Vers un avenir meilleur

par Rob Brodie / Ottawa Senators
Le directeur général des Sénateurs, Bryan Murray, s'est adressé aux médias pendant que les joueurs vidaient leur casier à la Place Banque Scotia. Les Sénateurs sont écartés des séries éliminatoires pour la première fois depuis 1995-1996.
Un été pour penser et tourner la page.


Cinq longs mois pour réfléchir à une saison qui s’annonçait si prometteuse, mais qui s’est terminée sur une note décevante en ratant les séries éliminatoires de la Coupe Stanley pour la première fois depuis 1996. Évidemment, les joueurs des Sénateurs d’Ottawa ne pouvaient pas échapper à cette réalité alors qu’ils ont vidé leurs casiers à la Place Banque Scotia aujourd’hui, avant de retourner à la maison pour entreprendre ce qui sera la plus longue saison morte jamais vécue pour plusieurs d’entre eux.

« C’est difficile de ne pas avoir à se préparer (pour les séries) », a déclaré le vétéran défenseur Chris Phillips qui, jusqu’à aujourd’hui, avait participé aux séries éliminatoires pour l’obtention du trophée de Lord Stanley à toutes saisons où il a porté l’uniforme des Sénateurs. « C’est la première fois que je passe par là et c’est difficile. »

Le centre Jason Spezza a ajouté : « C’est une année différente pour nous et nous ne sommes pas habitués à un tel contexte. Ce n’est certainement pas plaisant de plier bagage à une période aussi hâtive. »

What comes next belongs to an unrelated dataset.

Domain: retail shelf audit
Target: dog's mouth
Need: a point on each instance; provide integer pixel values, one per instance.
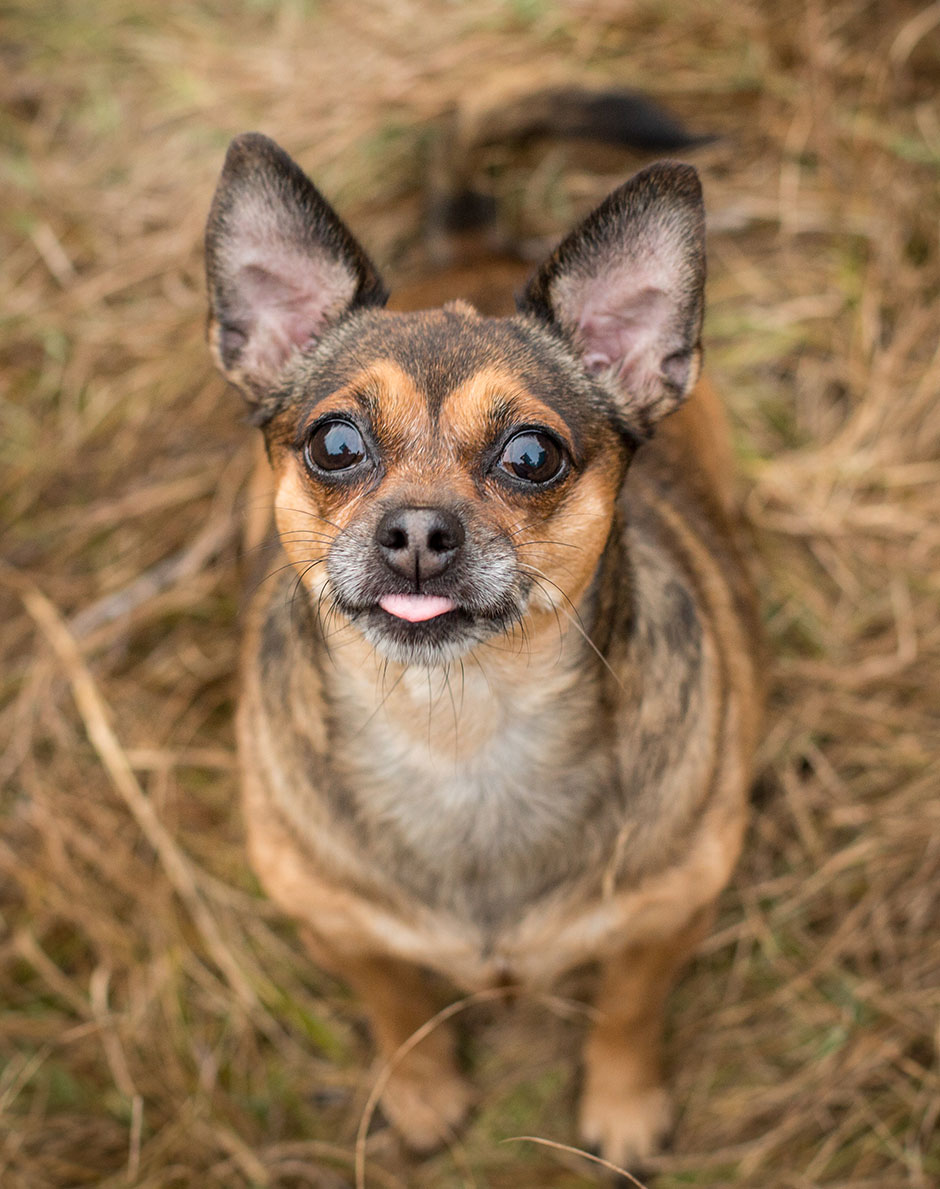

Même si les Sénateurs ont présenté l’une des meilleures fiches dans la Ligue nationale de hockey au cours des dix dernières semaines de la saison (un dossier de 19-12-4 sous la gouverne de l’entraîneur-chef Cory Clouston), ce fut trop peu trop tard. Ottawa s’est retrouvé avec un retard de 15 points en janvier et n’a pas été en mesure de s’approcher à plus de sept points du huitième rang pendant le dernier droit du calendrier.

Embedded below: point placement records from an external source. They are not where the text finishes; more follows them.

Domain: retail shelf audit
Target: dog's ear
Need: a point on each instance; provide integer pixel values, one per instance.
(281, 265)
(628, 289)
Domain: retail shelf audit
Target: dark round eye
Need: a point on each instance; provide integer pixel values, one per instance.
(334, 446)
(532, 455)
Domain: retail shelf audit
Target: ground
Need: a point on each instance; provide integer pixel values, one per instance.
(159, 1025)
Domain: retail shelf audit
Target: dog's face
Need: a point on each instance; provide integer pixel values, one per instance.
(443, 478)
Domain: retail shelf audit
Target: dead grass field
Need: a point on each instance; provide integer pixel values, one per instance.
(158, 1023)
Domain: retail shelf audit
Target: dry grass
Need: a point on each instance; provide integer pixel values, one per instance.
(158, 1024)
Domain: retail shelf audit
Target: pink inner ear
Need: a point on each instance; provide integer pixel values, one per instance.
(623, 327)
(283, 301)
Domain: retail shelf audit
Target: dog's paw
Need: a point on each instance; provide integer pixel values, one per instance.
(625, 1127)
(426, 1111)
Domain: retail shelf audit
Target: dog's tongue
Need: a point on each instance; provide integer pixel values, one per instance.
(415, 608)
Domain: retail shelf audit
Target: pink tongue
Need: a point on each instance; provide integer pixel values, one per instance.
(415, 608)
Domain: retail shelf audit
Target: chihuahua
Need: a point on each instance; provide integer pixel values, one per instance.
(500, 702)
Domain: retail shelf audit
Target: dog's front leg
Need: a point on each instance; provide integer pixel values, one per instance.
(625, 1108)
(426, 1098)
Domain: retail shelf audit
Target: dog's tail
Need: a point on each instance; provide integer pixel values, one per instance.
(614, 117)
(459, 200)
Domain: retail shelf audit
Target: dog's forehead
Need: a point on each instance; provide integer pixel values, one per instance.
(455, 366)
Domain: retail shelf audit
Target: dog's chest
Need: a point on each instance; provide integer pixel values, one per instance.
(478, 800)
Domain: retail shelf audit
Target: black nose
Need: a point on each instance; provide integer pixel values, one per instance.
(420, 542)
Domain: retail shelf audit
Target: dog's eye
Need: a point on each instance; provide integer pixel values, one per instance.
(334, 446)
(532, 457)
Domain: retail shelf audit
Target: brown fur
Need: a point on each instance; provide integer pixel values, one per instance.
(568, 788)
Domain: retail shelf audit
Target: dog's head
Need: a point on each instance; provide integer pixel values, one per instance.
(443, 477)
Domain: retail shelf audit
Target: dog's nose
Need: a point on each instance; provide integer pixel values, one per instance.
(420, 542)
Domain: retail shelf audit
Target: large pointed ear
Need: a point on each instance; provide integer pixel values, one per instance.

Le résultat en fin de compte? Une fiche de 36-35-11, leur plus petit total de points (83) depuis 1997-1998 et une 11e place au classement de l’Association de l’Est. Le fait d’avoir terminé en force et d’avoir rivalisé avec les meilleures formations du circuit Bettman fera en sorte que de regarder les séries éliminatoires sera encore plus douloureux.

« C’est un couteau à deux tranchants, a déclaré Clouston. Mieux qu’on jouait, plus la situation devenait frustrante, car nous étions conscients que nous allions rater les séries. Lorsque nous avons commencé à vaincre des équipes déjà classées pour les séries, nous étions contents d’avoir obtenu une victoire, mais cette dernière était souvent à saveur de défaite, car nous réalisions que nous n’étions pas en séries. Nous aurions dû être des séries, mais notre rendement en première moitié de saison nous a mis dans le pétrin.

« Nous avons manqué de temps. »

Le capitaine Daniel Alfredsson est d’accord, affirmant que « ce sera difficile de regarder des matchs des séries, sans aucun doute. Je crois que cela deviendra évident lorsque le bal commencera. »

Évidemment, beaucoup de temps pour réfléchir à tout cela au cours de l’été. En juger par ce qu’il a entendu de la part de plusieurs joueurs lors de leurs dernières entrevues qu’ils ont accordées aujourd’hui avant de quitter l’amphithéâtre, le directeur général des Sénateurs, Bryan Murray, a déclaré qu’il s’agit d’un groupe qui désire effacer rapidement le sentiment qui règne en ce moment.

« Pour les cinq prochains mois, le message est assez clair, a dit Murray. Les joueurs pourront tirer de grandes leçons. Ils savent tous qu’ils forment une bonne équipe de hockey, qui peut aspirer aux grands honneurs. Ils pourront penser aussi à notre pitoyable première moitié de saison, alors que la frustration et la déception étaient monnaie courante.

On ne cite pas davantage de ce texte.